Intra-Industry Lead-Lag Effect

1. Introduction

Hou (2007) documents a really interesting phenomenon in asset markets. Namely, if the largest securities in an industry as measured by market capitalization perform really well in the current week, then the smallest securities in that industry tend to do well in the subsequent $2$ weeks. However, the reverse relationship does not hold. i.e., if the smallest securities in an industry do well in the current week, this tells you next to nothing about how the largest securities in that industry will do in the subsequent weeks. This effect is has a characteristic time scale of $1$ to $2$ weeks, and varies substantially across industries.

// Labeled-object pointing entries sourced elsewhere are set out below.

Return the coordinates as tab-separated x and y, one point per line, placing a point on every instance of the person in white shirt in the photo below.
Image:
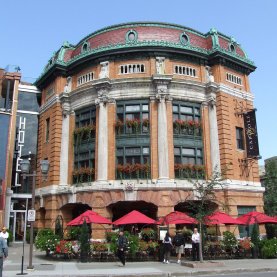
4	234
195	244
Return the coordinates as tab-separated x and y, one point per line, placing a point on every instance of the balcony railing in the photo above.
132	127
133	171
190	128
188	171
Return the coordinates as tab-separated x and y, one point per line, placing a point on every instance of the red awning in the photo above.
218	218
256	217
90	217
134	217
177	218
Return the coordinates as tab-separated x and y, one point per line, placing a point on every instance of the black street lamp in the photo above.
25	168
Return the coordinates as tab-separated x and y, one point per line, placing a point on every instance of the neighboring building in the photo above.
9	80
25	148
132	111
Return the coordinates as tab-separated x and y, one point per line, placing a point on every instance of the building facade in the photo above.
9	81
133	112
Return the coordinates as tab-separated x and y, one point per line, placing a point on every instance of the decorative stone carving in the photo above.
65	102
209	74
104	71
212	101
68	85
160	65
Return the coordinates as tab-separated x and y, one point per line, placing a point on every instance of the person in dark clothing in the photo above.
121	247
178	242
3	253
195	244
167	247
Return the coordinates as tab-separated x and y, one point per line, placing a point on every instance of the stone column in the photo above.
66	110
215	154
162	95
102	144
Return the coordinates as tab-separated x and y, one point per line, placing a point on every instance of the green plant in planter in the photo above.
255	239
74	232
187	233
229	241
46	240
84	242
148	234
268	248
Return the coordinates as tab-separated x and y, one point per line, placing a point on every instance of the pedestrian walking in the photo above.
3	253
167	247
4	234
121	247
178	242
195	244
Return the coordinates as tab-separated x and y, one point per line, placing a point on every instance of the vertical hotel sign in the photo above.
19	146
251	134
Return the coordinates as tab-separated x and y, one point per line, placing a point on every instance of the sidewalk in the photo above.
47	267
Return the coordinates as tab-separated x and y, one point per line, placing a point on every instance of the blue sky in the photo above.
32	30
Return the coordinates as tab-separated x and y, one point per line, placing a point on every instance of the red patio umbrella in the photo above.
134	217
90	217
177	218
218	218
256	217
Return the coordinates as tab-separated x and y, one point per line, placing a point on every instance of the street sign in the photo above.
31	215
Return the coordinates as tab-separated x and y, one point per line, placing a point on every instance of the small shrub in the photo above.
148	234
46	240
268	248
229	240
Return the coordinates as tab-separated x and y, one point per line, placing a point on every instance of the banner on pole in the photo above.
251	134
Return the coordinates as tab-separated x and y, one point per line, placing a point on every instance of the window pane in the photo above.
188	151
175	108
199	161
196	111
145	150
145	116
184	109
120	151
120	109
177	151
133	108
132	151
145	107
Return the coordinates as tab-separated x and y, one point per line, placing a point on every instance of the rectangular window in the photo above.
239	137
184	70
132	119
233	79
83	79
186	119
47	129
245	231
133	162
131	68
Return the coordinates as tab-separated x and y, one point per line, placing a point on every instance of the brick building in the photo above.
134	110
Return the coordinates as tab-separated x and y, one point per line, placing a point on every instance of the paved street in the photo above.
71	268
250	274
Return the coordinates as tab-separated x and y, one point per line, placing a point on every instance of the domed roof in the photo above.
144	36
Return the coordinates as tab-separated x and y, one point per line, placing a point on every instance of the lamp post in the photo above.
25	168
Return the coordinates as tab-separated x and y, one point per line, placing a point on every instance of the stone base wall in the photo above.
165	201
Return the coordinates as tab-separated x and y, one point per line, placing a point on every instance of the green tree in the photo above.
84	242
204	194
270	195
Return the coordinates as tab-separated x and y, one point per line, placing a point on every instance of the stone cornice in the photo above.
116	185
53	100
236	92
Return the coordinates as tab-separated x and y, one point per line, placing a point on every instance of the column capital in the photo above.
161	83
65	102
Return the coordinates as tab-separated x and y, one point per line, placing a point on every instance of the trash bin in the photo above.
161	252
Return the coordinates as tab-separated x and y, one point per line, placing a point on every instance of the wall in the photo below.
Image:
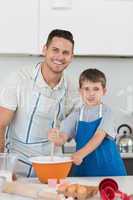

In this post, I replicate the main finding, provide some robustness checks, and then relate the result to the analysis in my paper Feature Selection Risk (2014).

2. Data Description

I use monthly and daily CRSP data from June 1963 to December 2001 to recreate Hou (2007), Table 1. I also replicate the same results using a different industry classification system over the period from January 2000 to December 2013. I look at securities traded on the NYSE, AMEX, and NASDAQ stock exchanges. I restrict the sample to include only securities with share codes $10$ or $11$ . i.e., I exclude things like ADRs, closed-end funds, and REITS. I calculate weekly returns by compounding daily returns between adjacent Wednesdays:

(1) $\begin{align*} \tilde{r}_{n,t} &= (1 + \tilde{r}_{n,\text{W}_{t-1}}) \cdot (1 + \tilde{r}_{n,\text{Th}_{t-1}}) \cdot (1 + \tilde{r}_{n,\text{F}_{t-1}}) \cdot (1 + \tilde{r}_{n,\text{M}_t}) \cdot (1 + \tilde{r}_{n,\text{Tu}_t}) \end{align*}$

I classify firms into industries in $2$ different ways. In order to replicate Hou (2007), Table 1 I use the $12$ industry classification system from Ken French’s website. This classification system is nice in the sense that it uses the SIC codes and can thus be extended back to the 1920s. However, the industry classification system that everyone in the financial industry uses is GICS codes. As a result, I also assign each firm to $1$ of $24$ different GICS industry subgroups.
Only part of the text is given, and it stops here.